In particolare in Lombardia, la regione più colpita dalle penalizzazioni della direttiva, ha anche sollecitato il riconoscimento al digestato di un’efficienza, ossia della capacità di assorbire l’azoto, vicina al 90% se nell’azienda vengono rispettate determinate condizioni: raggiungere nell’impianto di biogas almeno il 70% di rapporto tra azoto ammoniacale e totale, ossia una mineralizzazione più spinta; coprire le vasche, distribuire il digestato secondo tecniche virtuose come l’interramento o la fertirrigazione; limitare il calendario di spandimento e prevedere applicazioni di digestato alle colture nel periodo in cui sono più pronte ad asportarlo.

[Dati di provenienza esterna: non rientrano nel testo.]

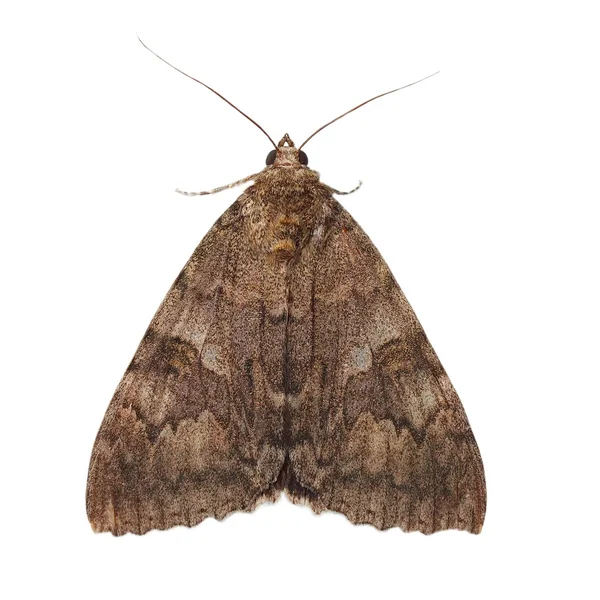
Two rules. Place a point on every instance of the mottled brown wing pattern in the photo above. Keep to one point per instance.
(194, 428)
(377, 430)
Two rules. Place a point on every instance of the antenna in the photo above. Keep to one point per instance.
(209, 88)
(362, 104)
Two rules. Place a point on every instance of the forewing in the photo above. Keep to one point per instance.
(194, 428)
(377, 430)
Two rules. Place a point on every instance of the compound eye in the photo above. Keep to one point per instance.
(271, 157)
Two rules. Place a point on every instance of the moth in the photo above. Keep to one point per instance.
(285, 357)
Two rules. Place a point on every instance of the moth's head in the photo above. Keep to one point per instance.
(287, 155)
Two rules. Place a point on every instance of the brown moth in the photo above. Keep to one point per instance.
(285, 358)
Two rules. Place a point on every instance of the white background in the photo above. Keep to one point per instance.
(480, 189)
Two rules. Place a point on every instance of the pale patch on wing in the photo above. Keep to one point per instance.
(420, 399)
(382, 329)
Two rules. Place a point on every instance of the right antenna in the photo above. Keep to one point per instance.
(362, 104)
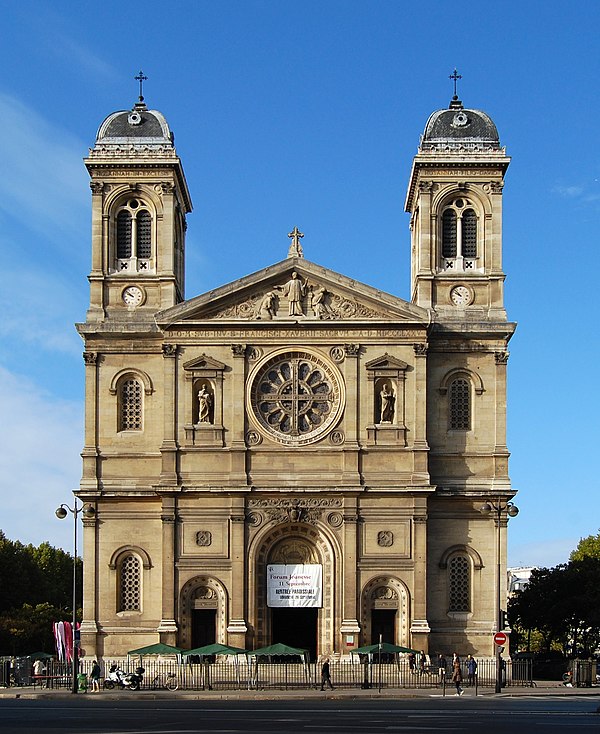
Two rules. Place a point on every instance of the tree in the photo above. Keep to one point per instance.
(36, 589)
(589, 546)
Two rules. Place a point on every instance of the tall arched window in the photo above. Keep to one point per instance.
(459, 405)
(130, 584)
(133, 232)
(459, 235)
(130, 405)
(459, 584)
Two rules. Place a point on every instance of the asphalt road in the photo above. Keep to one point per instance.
(491, 716)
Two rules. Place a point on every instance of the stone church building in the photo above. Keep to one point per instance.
(295, 456)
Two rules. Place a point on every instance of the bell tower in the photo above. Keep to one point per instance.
(455, 202)
(139, 204)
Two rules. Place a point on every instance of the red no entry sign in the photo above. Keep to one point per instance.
(500, 638)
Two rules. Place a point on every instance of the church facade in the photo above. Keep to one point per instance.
(295, 456)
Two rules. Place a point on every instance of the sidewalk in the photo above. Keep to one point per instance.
(543, 688)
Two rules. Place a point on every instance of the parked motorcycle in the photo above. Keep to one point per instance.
(117, 677)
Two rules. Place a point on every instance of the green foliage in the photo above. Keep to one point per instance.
(36, 589)
(561, 607)
(587, 547)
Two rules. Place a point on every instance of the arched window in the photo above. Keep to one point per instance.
(459, 405)
(133, 247)
(130, 405)
(459, 235)
(469, 234)
(459, 584)
(144, 235)
(449, 233)
(130, 584)
(124, 234)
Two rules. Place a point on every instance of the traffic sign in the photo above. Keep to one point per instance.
(500, 638)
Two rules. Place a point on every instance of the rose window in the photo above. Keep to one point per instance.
(295, 397)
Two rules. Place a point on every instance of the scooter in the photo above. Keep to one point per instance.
(117, 677)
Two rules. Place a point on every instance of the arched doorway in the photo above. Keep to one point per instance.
(203, 613)
(384, 612)
(308, 627)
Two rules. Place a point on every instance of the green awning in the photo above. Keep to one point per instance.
(385, 647)
(215, 649)
(157, 649)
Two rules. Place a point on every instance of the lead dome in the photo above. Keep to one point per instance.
(460, 128)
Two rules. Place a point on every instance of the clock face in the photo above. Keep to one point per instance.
(132, 295)
(460, 295)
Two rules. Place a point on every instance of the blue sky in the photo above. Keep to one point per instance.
(304, 114)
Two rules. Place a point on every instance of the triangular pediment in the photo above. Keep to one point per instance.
(294, 290)
(204, 362)
(386, 362)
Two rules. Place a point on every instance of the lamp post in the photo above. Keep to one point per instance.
(497, 509)
(88, 512)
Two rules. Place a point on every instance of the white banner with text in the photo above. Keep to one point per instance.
(294, 585)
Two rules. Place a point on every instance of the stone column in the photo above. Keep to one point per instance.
(419, 626)
(168, 626)
(350, 627)
(237, 628)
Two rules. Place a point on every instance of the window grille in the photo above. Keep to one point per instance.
(130, 584)
(130, 413)
(123, 234)
(144, 235)
(469, 234)
(460, 586)
(449, 238)
(460, 405)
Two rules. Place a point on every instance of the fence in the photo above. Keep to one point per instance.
(229, 673)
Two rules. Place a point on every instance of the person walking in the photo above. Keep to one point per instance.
(95, 677)
(457, 674)
(325, 675)
(471, 669)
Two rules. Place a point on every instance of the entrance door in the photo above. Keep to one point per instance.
(296, 627)
(204, 624)
(383, 622)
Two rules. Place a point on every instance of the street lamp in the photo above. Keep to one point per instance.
(88, 512)
(498, 508)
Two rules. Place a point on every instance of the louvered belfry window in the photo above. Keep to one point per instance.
(459, 583)
(130, 584)
(460, 405)
(144, 235)
(449, 235)
(123, 234)
(469, 234)
(130, 408)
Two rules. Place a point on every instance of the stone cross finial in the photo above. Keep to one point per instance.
(295, 248)
(141, 78)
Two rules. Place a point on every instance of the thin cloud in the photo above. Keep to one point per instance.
(45, 184)
(41, 438)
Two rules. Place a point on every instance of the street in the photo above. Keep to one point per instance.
(492, 716)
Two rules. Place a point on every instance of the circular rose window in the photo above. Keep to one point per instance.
(295, 397)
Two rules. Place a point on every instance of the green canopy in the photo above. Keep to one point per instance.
(215, 649)
(278, 649)
(157, 649)
(384, 647)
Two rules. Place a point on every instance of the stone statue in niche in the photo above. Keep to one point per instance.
(294, 290)
(204, 404)
(267, 307)
(319, 303)
(387, 401)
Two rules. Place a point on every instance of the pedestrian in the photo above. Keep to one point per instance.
(471, 669)
(325, 675)
(442, 667)
(95, 677)
(457, 674)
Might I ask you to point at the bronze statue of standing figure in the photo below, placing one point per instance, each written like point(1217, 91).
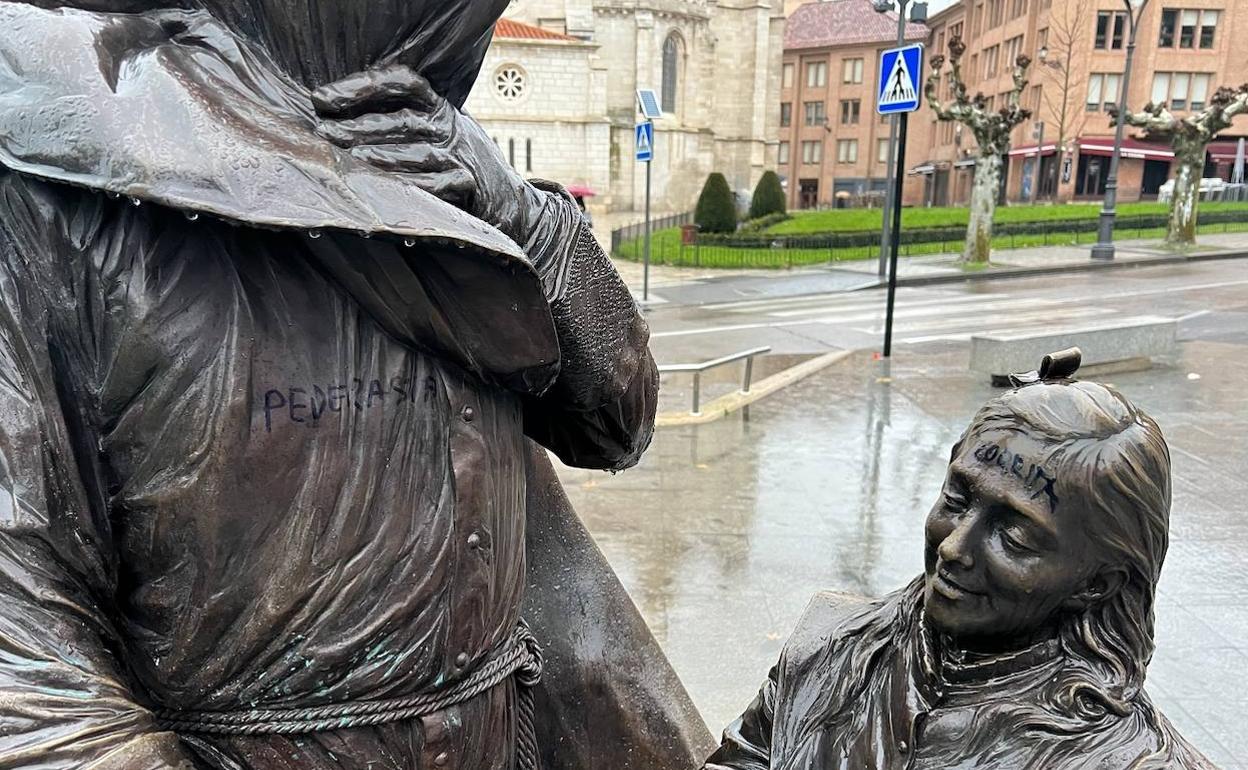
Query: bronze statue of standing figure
point(1025, 643)
point(278, 327)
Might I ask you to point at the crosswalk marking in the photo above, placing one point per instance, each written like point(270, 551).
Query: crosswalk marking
point(922, 315)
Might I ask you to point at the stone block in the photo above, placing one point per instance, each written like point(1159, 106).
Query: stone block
point(1001, 353)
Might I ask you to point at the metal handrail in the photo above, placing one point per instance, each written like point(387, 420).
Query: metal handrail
point(698, 368)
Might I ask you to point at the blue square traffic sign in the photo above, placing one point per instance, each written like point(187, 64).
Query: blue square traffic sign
point(644, 135)
point(900, 73)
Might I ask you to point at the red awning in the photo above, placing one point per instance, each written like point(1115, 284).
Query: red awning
point(1030, 150)
point(1131, 147)
point(1223, 150)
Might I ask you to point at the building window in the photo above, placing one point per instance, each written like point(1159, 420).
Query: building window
point(1170, 19)
point(816, 112)
point(670, 71)
point(1110, 26)
point(1187, 24)
point(1208, 26)
point(1102, 91)
point(851, 70)
point(1014, 48)
point(511, 81)
point(1199, 90)
point(850, 110)
point(816, 74)
point(1189, 28)
point(1181, 90)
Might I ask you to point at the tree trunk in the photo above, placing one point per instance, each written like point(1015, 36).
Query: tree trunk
point(984, 205)
point(1187, 194)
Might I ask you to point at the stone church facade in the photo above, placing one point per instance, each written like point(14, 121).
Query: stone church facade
point(558, 92)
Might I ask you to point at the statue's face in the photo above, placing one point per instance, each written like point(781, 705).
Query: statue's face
point(1006, 544)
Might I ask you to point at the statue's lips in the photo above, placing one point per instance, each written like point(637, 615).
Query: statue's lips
point(950, 588)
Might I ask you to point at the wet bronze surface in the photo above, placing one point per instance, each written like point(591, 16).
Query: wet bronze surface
point(1026, 640)
point(268, 373)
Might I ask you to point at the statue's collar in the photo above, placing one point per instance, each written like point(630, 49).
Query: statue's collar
point(945, 667)
point(167, 106)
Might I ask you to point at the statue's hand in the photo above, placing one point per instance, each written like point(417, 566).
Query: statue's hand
point(392, 119)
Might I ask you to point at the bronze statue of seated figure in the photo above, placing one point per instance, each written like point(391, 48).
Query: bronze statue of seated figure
point(1025, 643)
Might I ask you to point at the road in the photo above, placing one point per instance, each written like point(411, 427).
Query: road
point(725, 529)
point(1206, 296)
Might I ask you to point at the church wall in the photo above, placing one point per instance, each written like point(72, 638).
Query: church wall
point(728, 87)
point(557, 127)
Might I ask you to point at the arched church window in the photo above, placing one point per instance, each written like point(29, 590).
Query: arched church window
point(670, 71)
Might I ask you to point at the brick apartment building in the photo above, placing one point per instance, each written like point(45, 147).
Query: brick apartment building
point(833, 145)
point(1184, 50)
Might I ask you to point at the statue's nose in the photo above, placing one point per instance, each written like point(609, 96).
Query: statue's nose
point(956, 547)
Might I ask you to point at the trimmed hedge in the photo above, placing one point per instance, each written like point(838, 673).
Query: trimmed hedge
point(768, 196)
point(715, 211)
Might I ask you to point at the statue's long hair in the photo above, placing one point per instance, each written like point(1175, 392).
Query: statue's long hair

Oltre all’impiego del digestato come fertilizzante è in arrivo anche una modifica al testo unico ambientale sulle acque (il decreto legislativo 152 del 2006) per quanto riguarda le matrici di origine agricola ossia paglia, residui delle lavorazioni agricole, biomasse di origine agricola e agroindustriale: non saranno più considerati rifiuti, ma saranno utilizzati nell’impianto di biogas assieme ai reflui zootecnici.
Sulla direttiva nitrati l’Italia ha chiesto a Bruxelles di innalzare a 250 chili l’azoto massimo per ettaro che è possibile distribuire nei campi nelle aree vulnerabili nelle aziende zootecniche con almeno il 70% di colture a elevata domanda di azoto e a lunga stagione di crescita.
Le colture interessate sono mais (ibrido a tarda maturazione), mais + erbaio invernale, cereale invernale + erbaio estivo, prato permanente o temporaneo (con meno del 50% di leguminose) e altre colture con asportazione di azoto di almeno 250 chili di azoto per ettaro l’anno e lunga stagione di crescita.
Ne potranno usufruire liquami bovini, frazioni chiarificate di liquami suini, ma non la pollina degli allevamenti avicoli.